How to conCollect but stop on first exception?
Opened this issue · 8 comments
Consider the following:
Job.conCollect [
job {
printfn "start 1"
do! timeOutMillis 1000
printfn "end 1"
}
job {
printfn "start 2"
do! timeOutMillis 2000
printfn "end 2"
}
job {
printfn "start 3"
failwith "foo"
}
When run, this prints all the "start x" messages, waits for one second, prints "end 1", waits another second, prints "end 2", and then immediately throws.
I would like to run jobs in parallel (and get their results), but stop on the first exception, because (in my use-case) if one of the jobs throws an exception, the whole request fails and it makes no sense to wait for anything else, or to return more than the first exception.
Is there a simple way to do this in Hopac?
Is there no way in Hopac to stop on the first exception when running jobs concurrently?
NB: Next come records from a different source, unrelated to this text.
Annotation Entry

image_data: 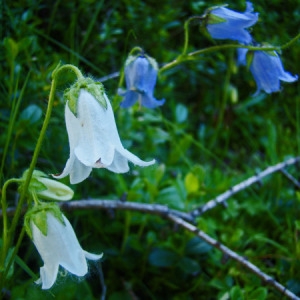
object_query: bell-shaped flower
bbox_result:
[53,78,155,184]
[206,2,258,44]
[238,48,298,94]
[25,205,102,289]
[120,54,165,108]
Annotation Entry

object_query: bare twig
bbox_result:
[0,199,194,223]
[168,214,300,300]
[60,199,194,222]
[190,156,300,218]
[280,169,300,189]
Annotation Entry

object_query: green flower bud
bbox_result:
[64,77,107,116]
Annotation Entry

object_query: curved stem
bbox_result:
[0,178,22,269]
[182,16,205,56]
[280,32,300,50]
[159,32,300,73]
[2,64,83,286]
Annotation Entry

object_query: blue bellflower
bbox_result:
[238,49,298,94]
[120,55,165,108]
[206,2,258,44]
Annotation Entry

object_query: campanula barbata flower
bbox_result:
[120,54,165,108]
[238,48,298,94]
[53,78,155,184]
[206,2,258,44]
[20,170,74,201]
[25,204,102,289]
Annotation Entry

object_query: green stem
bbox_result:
[2,64,83,288]
[3,226,26,281]
[181,16,205,56]
[0,178,22,270]
[159,33,300,73]
[0,71,30,182]
[280,32,300,50]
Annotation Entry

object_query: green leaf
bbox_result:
[175,103,188,123]
[3,38,19,65]
[230,286,244,300]
[20,104,43,125]
[184,172,199,194]
[179,257,201,274]
[185,237,212,255]
[248,287,268,300]
[148,249,179,267]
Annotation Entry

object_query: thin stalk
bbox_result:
[2,65,83,288]
[0,71,30,182]
[159,32,300,73]
[0,178,22,270]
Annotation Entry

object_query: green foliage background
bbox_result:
[0,0,300,300]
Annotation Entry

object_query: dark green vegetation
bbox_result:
[0,0,300,300]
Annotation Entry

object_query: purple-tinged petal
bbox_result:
[141,94,165,108]
[120,90,140,108]
[206,2,258,44]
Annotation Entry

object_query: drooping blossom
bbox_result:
[120,55,165,108]
[238,48,298,94]
[25,206,102,289]
[53,77,155,184]
[206,2,258,44]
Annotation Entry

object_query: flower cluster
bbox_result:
[120,54,165,108]
[25,204,102,289]
[205,2,298,94]
[53,78,155,184]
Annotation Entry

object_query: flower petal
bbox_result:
[206,2,258,44]
[142,94,165,108]
[31,213,102,289]
[36,264,59,290]
[117,147,155,167]
[74,89,121,167]
[120,90,140,108]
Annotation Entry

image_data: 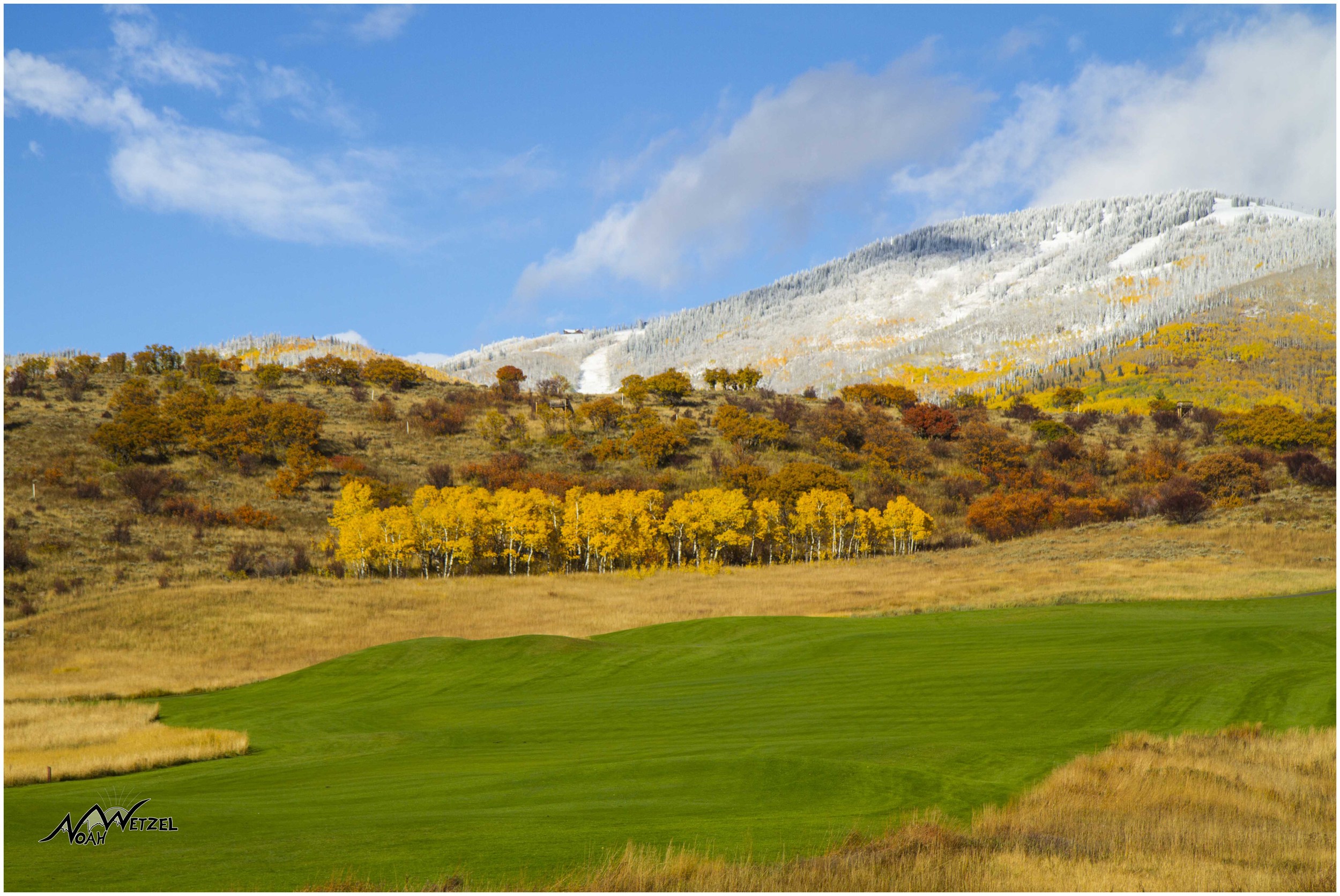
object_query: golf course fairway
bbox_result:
[4,595,1336,890]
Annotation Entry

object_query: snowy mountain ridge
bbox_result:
[434,191,1336,394]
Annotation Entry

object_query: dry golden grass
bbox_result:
[4,703,248,788]
[4,521,1335,699]
[541,727,1336,892]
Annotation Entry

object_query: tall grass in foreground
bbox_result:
[539,726,1336,891]
[4,703,248,788]
[308,725,1336,892]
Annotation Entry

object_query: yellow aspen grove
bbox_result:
[330,482,935,577]
[749,498,787,565]
[329,482,378,577]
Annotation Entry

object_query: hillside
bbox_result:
[4,328,1335,619]
[436,191,1336,394]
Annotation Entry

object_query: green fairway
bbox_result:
[4,595,1336,890]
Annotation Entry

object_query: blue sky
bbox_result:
[4,4,1336,355]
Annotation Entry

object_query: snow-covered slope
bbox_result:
[440,191,1336,392]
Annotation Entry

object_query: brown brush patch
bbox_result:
[4,702,248,788]
[539,726,1336,892]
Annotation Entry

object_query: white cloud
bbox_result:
[996,27,1047,59]
[348,4,415,43]
[517,60,977,296]
[224,59,362,134]
[322,330,367,346]
[109,6,361,134]
[111,6,237,94]
[894,14,1336,217]
[4,49,394,244]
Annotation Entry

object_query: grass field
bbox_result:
[5,595,1336,890]
[4,702,247,788]
[549,726,1336,892]
[4,517,1336,700]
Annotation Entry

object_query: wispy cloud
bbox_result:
[4,49,397,244]
[107,6,362,134]
[892,14,1336,217]
[516,57,978,297]
[996,27,1047,59]
[348,4,415,43]
[109,6,237,94]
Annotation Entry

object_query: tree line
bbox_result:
[330,481,935,577]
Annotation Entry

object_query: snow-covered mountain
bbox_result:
[438,191,1336,394]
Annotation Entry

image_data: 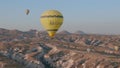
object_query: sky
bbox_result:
[0,0,120,34]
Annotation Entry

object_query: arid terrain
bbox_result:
[0,28,120,68]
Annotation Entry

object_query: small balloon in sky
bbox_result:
[25,9,30,15]
[40,10,63,37]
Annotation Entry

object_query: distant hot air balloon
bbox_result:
[40,10,63,37]
[25,9,30,15]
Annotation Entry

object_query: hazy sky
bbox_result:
[0,0,120,34]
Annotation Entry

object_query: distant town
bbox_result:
[0,28,120,68]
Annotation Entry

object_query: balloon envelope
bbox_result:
[40,10,63,37]
[25,9,30,15]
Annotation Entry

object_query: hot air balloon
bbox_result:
[40,10,63,37]
[25,9,30,15]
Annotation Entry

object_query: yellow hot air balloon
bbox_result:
[40,10,63,37]
[25,9,30,15]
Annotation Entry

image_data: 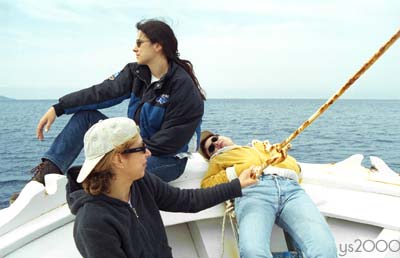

Thanks. Never seen that function, but judging from the description, it seems to limit parallelism. This is not what I'm trying to do. Also, the description even says
Note that due to the sequential nature of streams, this simply isn't an effective solution for fine grained parallel processing.
So I'm a bit wary of doing that.
Do you have an example of how it would be used? Do I need to worry about performance? Are there other ways of accomplishing this?
I've figured out a way to do this. The idea is to use an IVar like it's a cancellation token, and wrap your jobs inside alts that will commit to the IVar if a cancellation happens. Use Job.tryWith
to fill the IVar if an exception is thrown.
The naive implementation of this concept seems like it might work...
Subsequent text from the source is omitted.